For the rock-bottom basis of social solidarity on the bottomless roads is the cardinal fact that all things and everybody belong to us and are at our service, without cost, penalty, or obligation. Stuck in the mud, we do things to the back-country neighbor that in another season would get us a prompt bullet through a tire if not birdshot in the calf. We rip rails from his cow lane. We leave gaps in his stone walls. We raid his piled cord wood. We clip his barbed wire to
short-circuit a mudhole by digression through his field. He comes out egging us on and fetching supplementary tools. If the prospect is grim, he fades away to reappear in five minutes with a harnessed team, and scoffs at the tender of pay. The old lady living alone, and ordinarily scared to death of strangers, comes out in a shawl to preside sociably, anecdotally, over our crude engineering operations, and when they are over she urges tea and cookies upon us, with not even a glance at the gumbo we track on to her kitchen floor. The children pitch in and lug stones. The very watchdogs forget to yap and sit watching us with what looks like kind solicitude. Every mishap means from two to a dozen pleasant acquaintanceships with folk half of whom, if you had first known them in some context other than mud, you might have found curmudgeons.
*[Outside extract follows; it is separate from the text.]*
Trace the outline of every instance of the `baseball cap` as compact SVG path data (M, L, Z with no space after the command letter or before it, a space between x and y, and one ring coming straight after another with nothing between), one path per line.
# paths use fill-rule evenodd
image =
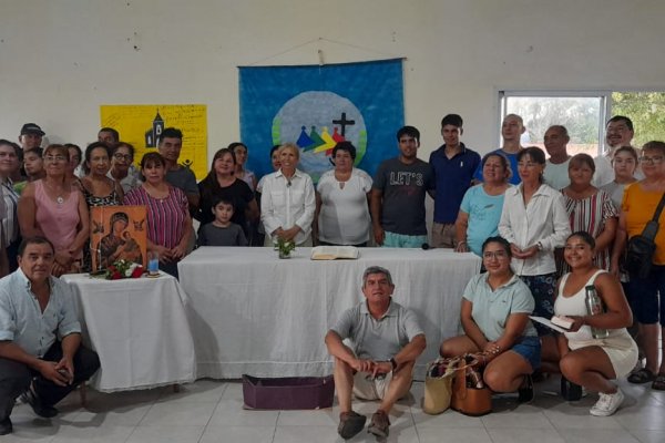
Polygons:
M21 135L24 135L24 134L44 135L45 133L35 123L25 123L23 125L23 127L21 127Z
If you want to sec strangers get together, if you want to experience in its full intensity the grand emotion of neighborhood, you have only to wait until something disrupts the communication system — that smooth, effortless system that, functioning in its normal perfection, turns most of us into glassy-eyed, speeding strangers to one another. Let who will agitate and logroll for better roads: I sing the bad ones and the friendly unity that travels them when wheels and hoofs bog down.
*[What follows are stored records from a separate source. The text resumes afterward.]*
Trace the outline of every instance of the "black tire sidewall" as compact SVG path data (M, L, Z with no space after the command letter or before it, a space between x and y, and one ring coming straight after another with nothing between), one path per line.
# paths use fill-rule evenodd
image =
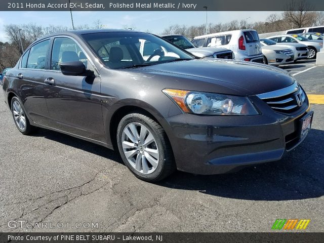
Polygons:
M311 60L311 59L313 59L314 58L316 58L316 54L317 54L317 52L316 52L316 49L315 48L312 48L312 47L309 47L309 48L307 48L307 50L310 50L310 50L312 50L315 52L315 55L314 55L314 56L313 57L309 58L308 57L307 57L307 59Z
M25 129L24 129L23 130L21 130L19 128L19 127L17 125L17 123L16 122L16 120L15 120L15 116L14 115L13 107L14 101L17 101L19 103L19 104L20 105L20 106L21 107L21 108L22 109L22 110L24 111L24 115L25 116L25 118L26 118L26 127L25 127ZM26 114L26 111L25 110L24 106L22 105L22 102L21 102L21 101L20 101L20 100L19 100L19 99L18 99L17 97L14 96L14 97L13 97L12 99L11 100L11 114L12 115L13 118L14 119L14 123L15 123L15 125L16 125L16 127L18 129L18 131L20 132L21 133L22 133L23 134L28 134L30 132L30 131L31 128L30 124L29 124L29 120L28 120L28 118L27 117L27 115Z
M117 130L117 144L120 156L124 164L137 177L147 181L155 181L161 175L165 167L165 158L166 157L165 151L166 151L166 148L161 142L161 139L163 139L163 137L159 136L155 129L149 122L150 119L149 117L145 116L141 116L141 114L132 114L130 115L127 115L122 119ZM147 119L145 119L144 117L146 117ZM147 119L147 120L145 120L146 119ZM126 126L132 123L137 123L145 126L149 132L151 133L155 140L156 146L158 149L159 161L157 167L155 170L151 174L144 174L137 171L129 164L129 162L128 161L124 153L122 146L123 131Z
The children, of course, get the spirit of the thing. (Jane, who is four, was heard yesterday saying to Ting, who is not two: ‘Come on, Ting, let’s go take a walk. Let’s go take a hog wallow.’) When they are octogenarians they will ruminate: ‘No, the winters are not what they used to be. And the springs! Why, when I was a boy a grown man couldn’t step into his own dooryard in anything lower than waders. Children under six were not allowed out without a strong man accompanying them. It was a law — yes, sir! In the famous spring of ‘39 the mud came rolling down the hill roads in regular waves, and when you took a car up the Brook Road the whole surface teetered in one piece until the side you weren’t on stood up two feet above its bed. You kids nowadays don’t know anything. Not anything. No more mud now, thanks to WPA and all the other modern improvements — blast them! How can kids know anything, with no mud left for ‘em to learn on?’